Scheuerer era otro antiguo nazi, amigo de Motte, disponía de una tienda donde había toda clase de material. Para celebrar el aniversario de la muerte de Rudolp Hess y rendirle homenaje se desplazaron cerca de su tumba. Le consideraban leal al régimen. Pronunciaron arengas y se atiborraron de bebida. Al finalizar se dirigieron a un albergue repleto de refugiados. Alguien arrojó un cóctel molotov al interior y las llamas prendieron con rapidez. La gente enloquecida y en pijama abrió las puertas e intentó salir al exterior. Los ultras les empujaban para hacerles entrar de nuevo. Una madre gritaba desesperada mirando hacia el piso superior. En aquellos momentos de confusión, gritos, sirenas acercándose, gente corriendo, Wolfgang logró atisbar una silueta que penetraba en el edificio y desaparecía entre las llamas. Pasó algún minuto sobrecogedor hasta que Andy apareció en una ventana llevando un bebé en los brazos. Los bomberos acercaron la escalera, bajaron al bebé y después a él. Wolf imaginó espantado los grandes titulares: ‘un skin arriesga la vida para salvar a un bebé refugiado’. Se sobresaltó. Si los demás le habían visto le matarían. Le buscó angustiado, oyó gemidos y se dirigió a la entrada del bosque, detrás de un árbol alcanzó a ver a otro skin con un bate en la mano a punto de caer sobre su amigo que yacía en el suelo ensangrentado. Un policía llegó y le redujo pero ya era demasiado tarde para Andy. Les detuvieron a todos.
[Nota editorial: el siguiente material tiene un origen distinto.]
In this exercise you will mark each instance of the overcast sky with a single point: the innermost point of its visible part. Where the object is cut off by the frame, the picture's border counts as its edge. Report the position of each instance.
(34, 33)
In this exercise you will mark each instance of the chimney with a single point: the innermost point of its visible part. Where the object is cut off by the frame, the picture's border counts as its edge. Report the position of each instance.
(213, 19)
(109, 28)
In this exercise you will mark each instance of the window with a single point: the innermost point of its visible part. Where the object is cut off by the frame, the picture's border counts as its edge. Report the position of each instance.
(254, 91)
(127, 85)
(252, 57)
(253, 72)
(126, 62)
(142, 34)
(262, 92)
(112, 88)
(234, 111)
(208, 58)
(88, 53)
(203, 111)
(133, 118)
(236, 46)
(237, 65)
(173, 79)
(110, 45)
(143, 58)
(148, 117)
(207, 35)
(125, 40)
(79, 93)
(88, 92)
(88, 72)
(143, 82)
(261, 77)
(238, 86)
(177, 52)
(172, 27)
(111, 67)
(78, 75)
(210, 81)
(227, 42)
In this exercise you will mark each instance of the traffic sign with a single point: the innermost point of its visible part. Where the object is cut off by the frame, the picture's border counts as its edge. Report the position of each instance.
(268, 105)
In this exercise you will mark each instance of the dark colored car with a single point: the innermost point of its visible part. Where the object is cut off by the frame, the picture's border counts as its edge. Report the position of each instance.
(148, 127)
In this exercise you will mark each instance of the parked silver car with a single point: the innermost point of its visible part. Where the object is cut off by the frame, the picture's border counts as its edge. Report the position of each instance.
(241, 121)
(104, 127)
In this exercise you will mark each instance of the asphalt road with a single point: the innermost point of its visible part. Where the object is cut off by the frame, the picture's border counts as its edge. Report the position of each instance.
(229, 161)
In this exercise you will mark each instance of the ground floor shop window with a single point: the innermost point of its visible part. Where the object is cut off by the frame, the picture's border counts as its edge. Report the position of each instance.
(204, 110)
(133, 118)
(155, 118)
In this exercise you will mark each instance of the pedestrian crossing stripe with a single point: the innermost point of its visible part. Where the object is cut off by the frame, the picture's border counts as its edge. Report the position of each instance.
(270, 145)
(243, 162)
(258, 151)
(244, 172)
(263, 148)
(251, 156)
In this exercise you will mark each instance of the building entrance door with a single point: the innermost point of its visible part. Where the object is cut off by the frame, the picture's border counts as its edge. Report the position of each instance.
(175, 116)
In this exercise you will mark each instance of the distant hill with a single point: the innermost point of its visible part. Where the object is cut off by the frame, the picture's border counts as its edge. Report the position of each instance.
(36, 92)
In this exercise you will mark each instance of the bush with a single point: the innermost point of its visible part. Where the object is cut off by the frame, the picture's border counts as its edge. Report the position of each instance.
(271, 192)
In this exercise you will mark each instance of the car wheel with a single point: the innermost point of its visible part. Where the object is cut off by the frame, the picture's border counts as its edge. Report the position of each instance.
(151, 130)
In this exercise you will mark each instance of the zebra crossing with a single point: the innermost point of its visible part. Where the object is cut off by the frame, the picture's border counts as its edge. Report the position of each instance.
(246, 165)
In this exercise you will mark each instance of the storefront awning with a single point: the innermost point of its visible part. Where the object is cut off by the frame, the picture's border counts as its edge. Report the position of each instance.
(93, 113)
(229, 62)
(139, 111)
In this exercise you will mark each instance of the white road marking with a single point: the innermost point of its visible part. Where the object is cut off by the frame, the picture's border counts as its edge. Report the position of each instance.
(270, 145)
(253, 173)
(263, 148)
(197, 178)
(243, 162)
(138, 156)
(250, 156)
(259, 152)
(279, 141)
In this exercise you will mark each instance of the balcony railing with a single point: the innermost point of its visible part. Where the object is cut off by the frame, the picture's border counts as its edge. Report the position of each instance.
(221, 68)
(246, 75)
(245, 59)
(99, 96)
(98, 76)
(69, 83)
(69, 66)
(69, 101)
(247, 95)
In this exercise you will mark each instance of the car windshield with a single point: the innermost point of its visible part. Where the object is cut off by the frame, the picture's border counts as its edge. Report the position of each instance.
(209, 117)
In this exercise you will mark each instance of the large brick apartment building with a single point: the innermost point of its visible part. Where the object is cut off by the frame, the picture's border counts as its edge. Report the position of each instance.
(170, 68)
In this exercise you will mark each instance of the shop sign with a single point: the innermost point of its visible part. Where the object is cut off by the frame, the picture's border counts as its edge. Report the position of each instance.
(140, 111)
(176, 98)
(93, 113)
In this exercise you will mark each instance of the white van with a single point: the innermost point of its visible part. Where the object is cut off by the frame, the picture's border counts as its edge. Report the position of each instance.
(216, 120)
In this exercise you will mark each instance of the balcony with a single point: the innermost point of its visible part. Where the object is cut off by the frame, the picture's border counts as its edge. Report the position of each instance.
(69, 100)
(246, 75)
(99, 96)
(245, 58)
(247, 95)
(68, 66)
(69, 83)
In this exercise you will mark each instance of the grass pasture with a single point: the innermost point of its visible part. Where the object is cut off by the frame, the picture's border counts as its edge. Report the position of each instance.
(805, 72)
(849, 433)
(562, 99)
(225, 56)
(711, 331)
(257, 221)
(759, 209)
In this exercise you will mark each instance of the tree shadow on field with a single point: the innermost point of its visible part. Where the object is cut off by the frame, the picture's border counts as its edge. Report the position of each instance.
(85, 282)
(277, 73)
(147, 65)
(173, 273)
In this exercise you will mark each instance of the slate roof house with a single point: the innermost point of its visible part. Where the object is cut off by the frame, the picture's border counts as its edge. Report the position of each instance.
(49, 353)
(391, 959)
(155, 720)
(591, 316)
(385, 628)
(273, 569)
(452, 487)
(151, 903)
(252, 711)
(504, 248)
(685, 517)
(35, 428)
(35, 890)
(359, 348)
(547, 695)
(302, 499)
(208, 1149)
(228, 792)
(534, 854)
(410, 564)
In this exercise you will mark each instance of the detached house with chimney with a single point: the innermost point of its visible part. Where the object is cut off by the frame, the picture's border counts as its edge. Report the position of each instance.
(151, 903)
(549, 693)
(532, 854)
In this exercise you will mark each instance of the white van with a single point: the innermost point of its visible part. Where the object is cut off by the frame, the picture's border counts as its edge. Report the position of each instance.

Eligió como su abogado defensor al padre de Andy. Quería contar la verdad. -Tómate tu tiempo, cuando estés preparado lo haces- le dijo. -Y cuando salgas de aquí vienes a verme- añadió.
Tras los barrotes de hierro el agraciado rostro de su amigo parecía acompañarle y sus palabras se imponían a todas las arengas y discursos, resonando fuertemente en sus oídos: -¿Por qué somos tan salvajes y primitivos? Una persona es una persona–
Andy era bueno. En último momento volvió a sus raíces y recuperó sus valores e hizo que un dicho judío adquiriese sentido: –Quien salva una vida, salva al mundo entero–
*Estos hechos ocurrieron cerca de Stuttgart en agosto de 1.992. Relato basado en la vida de Wolfgang Schwarzer. El libro escrito bajo el seudónimo Marie Hagemann y titulado ‘Lobo Negro, Skin’. La escritora que investigó y entrevistó a Schwarzer mantuvo el anonimato por motivos obvios. Se publicó en 1.993.